Once Piety fled to the Church as the only sanctuary in the waste wide world, and was fondly welcomed there, fed and fostered. When power fled off from the Church--"Wilt thou also go away?" said she; "Lord," said Piety, "to whom shall we go? Thou only hast the words of everlasting life." Once convents and cathedrals were what the world needed as shelter for this fair child of God; then she dwelt in the grim edifice that our fathers built, and for a time counted herself "lodged in a lodging where good things are." Now is she grown able to wander forth fearless and free, lodging where the night overtakes her, and doing what her hands find to do, not unattended by the Providence which hitherto has watched over and blessed her. I respect piety in the Hebrew saints, prophets, and bards, who spoke the fiery speech, or sung their sweet and soul-inspiring psalm:

"Out from the heart of Nature rolled The burdens of the Bible old."

I honor piety among the saints of Greece, clad in the form of philanthropy and art, speaking still in dramas, in philosophies, and song, and in the temple and the statue too:

"Not from a vain and shallow thought His awful Jove young Phidias brought."

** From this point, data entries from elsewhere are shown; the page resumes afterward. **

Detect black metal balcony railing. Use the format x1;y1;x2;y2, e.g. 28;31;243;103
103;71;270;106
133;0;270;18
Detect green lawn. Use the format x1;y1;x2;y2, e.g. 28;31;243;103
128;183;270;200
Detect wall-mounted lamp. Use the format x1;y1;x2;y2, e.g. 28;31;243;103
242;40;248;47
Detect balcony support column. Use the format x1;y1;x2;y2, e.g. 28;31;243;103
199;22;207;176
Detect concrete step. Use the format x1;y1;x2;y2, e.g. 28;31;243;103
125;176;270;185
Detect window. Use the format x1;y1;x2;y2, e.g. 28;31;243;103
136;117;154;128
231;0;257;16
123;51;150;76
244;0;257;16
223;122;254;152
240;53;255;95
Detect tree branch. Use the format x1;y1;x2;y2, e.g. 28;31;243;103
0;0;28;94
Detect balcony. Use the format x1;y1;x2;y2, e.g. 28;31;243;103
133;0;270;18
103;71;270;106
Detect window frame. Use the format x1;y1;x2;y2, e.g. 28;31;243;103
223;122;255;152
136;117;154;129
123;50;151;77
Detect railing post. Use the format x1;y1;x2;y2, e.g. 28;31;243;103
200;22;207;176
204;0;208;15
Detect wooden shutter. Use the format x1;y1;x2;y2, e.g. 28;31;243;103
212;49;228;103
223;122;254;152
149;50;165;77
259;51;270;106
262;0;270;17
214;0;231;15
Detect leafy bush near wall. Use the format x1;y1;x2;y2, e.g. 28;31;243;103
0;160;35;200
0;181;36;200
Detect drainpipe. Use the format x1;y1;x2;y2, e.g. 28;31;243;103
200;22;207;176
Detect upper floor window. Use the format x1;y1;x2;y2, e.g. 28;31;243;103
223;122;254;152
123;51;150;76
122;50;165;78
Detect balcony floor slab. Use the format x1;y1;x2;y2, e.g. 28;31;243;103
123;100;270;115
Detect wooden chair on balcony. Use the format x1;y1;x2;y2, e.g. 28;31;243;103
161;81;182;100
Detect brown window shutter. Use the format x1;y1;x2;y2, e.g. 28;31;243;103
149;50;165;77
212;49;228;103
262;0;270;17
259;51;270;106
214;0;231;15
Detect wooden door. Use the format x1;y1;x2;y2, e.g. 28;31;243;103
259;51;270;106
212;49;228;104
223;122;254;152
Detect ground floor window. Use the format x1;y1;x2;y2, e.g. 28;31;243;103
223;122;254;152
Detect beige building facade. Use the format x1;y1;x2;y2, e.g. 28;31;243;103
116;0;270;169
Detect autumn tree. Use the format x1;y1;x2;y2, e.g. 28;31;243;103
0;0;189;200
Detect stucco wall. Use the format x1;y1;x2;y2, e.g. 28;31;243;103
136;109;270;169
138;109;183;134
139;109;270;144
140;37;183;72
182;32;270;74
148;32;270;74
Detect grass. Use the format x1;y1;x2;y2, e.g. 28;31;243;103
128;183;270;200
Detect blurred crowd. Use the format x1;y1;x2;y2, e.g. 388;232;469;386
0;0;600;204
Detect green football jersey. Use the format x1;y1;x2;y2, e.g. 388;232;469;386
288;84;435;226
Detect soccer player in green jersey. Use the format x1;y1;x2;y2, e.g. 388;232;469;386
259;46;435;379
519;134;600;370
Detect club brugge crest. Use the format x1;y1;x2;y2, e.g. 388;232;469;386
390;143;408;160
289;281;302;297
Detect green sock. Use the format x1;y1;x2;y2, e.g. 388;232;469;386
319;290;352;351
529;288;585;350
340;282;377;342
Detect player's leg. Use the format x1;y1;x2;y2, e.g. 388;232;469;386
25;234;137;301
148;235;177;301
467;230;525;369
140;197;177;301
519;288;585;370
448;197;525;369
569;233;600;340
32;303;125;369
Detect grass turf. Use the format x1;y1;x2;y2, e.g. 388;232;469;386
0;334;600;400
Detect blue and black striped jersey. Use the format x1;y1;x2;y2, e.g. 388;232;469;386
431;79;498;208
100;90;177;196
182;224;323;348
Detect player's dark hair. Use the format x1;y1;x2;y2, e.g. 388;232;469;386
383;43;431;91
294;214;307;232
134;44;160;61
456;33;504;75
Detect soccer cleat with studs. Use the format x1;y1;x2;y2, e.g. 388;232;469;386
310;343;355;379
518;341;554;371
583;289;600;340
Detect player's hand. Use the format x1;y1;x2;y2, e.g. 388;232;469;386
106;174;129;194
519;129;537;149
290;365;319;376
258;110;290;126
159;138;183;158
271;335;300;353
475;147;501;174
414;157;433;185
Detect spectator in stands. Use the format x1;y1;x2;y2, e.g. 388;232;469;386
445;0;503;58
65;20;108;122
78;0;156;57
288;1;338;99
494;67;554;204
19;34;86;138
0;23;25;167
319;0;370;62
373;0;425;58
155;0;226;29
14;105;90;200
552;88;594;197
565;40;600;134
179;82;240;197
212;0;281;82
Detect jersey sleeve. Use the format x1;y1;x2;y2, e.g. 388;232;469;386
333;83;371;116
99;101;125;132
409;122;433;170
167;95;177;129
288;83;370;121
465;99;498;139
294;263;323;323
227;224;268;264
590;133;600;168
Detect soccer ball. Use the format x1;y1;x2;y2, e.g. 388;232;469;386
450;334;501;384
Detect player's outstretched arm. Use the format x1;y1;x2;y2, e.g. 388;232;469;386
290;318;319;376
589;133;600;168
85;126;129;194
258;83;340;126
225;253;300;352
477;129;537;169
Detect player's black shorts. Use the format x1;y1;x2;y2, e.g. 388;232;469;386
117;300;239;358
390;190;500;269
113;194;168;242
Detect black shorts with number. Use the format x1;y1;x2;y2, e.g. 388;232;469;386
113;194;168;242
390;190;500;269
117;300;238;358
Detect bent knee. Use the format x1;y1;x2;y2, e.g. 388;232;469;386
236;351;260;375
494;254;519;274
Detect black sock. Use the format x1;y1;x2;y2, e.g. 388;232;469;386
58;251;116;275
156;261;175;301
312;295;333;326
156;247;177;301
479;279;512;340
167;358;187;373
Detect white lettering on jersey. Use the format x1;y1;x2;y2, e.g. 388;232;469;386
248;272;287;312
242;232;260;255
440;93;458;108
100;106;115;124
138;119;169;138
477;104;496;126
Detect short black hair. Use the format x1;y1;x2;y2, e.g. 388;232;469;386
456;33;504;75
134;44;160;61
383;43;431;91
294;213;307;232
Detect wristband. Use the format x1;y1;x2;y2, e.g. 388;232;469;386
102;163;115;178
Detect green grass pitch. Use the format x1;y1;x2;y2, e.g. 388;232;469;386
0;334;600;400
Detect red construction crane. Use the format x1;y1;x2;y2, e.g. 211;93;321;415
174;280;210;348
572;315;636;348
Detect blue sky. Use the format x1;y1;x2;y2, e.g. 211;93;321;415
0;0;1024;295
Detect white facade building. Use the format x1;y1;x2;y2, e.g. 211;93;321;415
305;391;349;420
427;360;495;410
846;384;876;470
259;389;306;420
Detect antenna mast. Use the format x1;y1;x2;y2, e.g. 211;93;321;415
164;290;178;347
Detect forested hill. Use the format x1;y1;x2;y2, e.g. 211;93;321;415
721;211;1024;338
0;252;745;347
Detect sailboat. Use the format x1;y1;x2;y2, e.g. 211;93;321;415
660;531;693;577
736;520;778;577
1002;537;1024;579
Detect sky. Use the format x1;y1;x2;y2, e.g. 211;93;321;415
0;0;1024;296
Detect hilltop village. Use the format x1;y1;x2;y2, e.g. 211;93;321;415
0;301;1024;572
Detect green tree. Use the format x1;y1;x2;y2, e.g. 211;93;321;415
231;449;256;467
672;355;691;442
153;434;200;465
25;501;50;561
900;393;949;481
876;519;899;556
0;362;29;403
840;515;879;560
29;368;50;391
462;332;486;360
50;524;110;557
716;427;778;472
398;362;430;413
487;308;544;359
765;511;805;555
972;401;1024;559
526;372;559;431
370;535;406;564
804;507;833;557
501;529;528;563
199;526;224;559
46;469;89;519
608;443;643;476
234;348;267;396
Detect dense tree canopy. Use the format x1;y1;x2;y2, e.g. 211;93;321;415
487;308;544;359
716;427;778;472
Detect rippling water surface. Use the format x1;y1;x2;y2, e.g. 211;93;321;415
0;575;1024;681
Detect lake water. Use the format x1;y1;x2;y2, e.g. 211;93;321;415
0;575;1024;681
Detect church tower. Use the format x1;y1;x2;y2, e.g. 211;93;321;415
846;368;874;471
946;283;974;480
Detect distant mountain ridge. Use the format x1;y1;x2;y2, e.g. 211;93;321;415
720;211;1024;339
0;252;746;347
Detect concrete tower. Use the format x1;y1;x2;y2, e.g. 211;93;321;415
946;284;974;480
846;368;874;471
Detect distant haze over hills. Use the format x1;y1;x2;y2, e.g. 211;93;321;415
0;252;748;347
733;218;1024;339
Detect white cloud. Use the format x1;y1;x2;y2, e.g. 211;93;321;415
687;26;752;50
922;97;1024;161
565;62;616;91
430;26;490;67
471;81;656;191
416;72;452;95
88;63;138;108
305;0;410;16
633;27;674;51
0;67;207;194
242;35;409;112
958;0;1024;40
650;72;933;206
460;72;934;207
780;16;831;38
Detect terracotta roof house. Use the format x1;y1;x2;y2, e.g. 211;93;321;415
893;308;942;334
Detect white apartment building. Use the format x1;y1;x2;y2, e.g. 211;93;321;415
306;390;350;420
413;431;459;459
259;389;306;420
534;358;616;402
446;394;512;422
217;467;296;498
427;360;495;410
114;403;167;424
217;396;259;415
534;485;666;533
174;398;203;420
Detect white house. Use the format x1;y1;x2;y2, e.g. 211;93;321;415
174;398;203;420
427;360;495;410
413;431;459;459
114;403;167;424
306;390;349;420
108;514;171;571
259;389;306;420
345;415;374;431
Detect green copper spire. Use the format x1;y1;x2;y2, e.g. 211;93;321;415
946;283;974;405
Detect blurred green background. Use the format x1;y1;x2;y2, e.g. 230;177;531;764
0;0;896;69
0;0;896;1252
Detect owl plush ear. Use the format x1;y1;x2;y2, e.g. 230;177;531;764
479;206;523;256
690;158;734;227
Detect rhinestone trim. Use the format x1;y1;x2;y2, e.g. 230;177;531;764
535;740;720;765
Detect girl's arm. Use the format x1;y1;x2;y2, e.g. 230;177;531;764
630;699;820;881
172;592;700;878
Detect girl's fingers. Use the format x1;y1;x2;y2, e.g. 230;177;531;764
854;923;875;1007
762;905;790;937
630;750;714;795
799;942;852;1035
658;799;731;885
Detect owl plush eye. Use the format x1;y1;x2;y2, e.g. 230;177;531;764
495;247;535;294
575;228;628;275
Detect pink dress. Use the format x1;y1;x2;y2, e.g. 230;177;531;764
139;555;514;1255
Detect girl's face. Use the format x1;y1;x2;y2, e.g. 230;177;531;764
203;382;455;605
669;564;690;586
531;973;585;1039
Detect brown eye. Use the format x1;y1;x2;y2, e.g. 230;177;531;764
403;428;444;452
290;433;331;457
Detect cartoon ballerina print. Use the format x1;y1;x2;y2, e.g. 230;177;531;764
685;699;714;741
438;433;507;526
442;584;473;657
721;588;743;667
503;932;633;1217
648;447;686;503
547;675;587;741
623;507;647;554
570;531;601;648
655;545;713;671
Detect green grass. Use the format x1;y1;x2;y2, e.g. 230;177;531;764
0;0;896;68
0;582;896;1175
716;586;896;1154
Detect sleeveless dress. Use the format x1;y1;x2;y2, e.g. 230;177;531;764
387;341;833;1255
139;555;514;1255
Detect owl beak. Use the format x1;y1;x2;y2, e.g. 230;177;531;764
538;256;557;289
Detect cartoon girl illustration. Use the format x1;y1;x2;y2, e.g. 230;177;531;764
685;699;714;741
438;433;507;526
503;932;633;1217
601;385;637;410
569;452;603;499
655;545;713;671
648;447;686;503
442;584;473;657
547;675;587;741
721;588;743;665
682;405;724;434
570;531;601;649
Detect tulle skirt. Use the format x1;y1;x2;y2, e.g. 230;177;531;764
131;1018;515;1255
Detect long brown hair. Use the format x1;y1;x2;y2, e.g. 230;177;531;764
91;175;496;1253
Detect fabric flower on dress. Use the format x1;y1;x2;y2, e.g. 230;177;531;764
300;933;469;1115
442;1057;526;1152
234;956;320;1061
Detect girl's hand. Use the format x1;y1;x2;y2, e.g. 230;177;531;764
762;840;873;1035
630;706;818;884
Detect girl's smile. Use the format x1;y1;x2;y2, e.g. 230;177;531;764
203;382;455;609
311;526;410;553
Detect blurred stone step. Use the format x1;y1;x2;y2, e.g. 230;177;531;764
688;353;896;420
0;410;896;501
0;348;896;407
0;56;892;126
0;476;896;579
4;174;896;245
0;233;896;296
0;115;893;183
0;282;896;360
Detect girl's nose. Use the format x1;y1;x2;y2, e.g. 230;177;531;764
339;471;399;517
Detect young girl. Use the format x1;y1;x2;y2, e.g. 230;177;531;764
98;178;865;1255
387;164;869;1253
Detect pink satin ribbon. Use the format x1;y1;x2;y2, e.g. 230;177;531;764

I admire at the piety of the Middle Ages, which founded the monastic tribes of men, which wrote the theologies, scholastic and mystic both, still speaking to the mind of men, or in poetic legends insinuated truth; which built that heroic architecture, overmastering therewith the sense and soul of man:

"The passive master lent his hand To the vast Soul that o'er him planned: And the same Power that reared the shrine, Bestrode the tribes that knelt therein."

But the piety which I find now, in this age, here in our own land, I respect, honor, and admire yet more; I find it in the form of moral life; that is the piety I love, piety in her own loveliness. Would I could find poetic strains as fit to sing of her--but yet such

"Loveliness needs not the foreign aid of ornament, But is, when unadorned, adorned the most."

Let me do no dishonor to other days, to Hebrew or to Grecian saints. Unlike and hostile though they were, they jointly fed my soul in earliest days. I would not underrate the mediaeval saints, whose words and works have been my study in a manlier age; yet I love best the fair and vigorous piety of our own day. It is beautiful, amid the strong, rank life of the nineteenth century, amid the steam-mills and the telegraphs which talk by lightning, amid the far-reaching enterprises of our time, and 'mid the fierce democracies, it is beautiful to find this fragrant piety growing up in unwonted forms, in places where men say no seed of heaven can lodge and germinate. So in a June meadow, when a boy, and looking for the cranberries of another year, faded and tasteless, amid the pale but coarse rank grass, and discontented that I found them not, so I have seen the crimson arethusa or the cymbidium shedding an unexpected loveliness o'er all the watery soil and all the pale and coarse rank grass, a prophecy of summer near at hand. So in October, when the fields are brown with frost, the blue and fringed gentian meets your eye, filling with thankful tears.

There is no decline of piety, but an increase of it; a good deal has been done in two hundred years, in one hundred years, yes, in fifty years. Let us admit, with thankfulness of heart, that piety is in greater proportion to all our activity now than ever before: but then compare ourselves with the ideal of human nature, our piety with the ideal piety, and we must confess that we are little and very low. Boston is the most active city in the world, the most enterprising. In no place is it so easy to obtain men's ears and their purses for any good word and work. But think of the evils we know of and tolerate; think of an ideal Christian city, then think of Boston; of a Christian man, aye of Christ himself, and then think of you and me, and we are filled with shame. If there were a true, manly piety in this town, in due proportion to our numbers, wealth, and enterprise, how long would the vices of this city last? How long would men complain of a dead body of divinity and a dead church, and a ministry that was dead? How long would intemperance continue, and pauperism, in Boston; how long slavery in this land?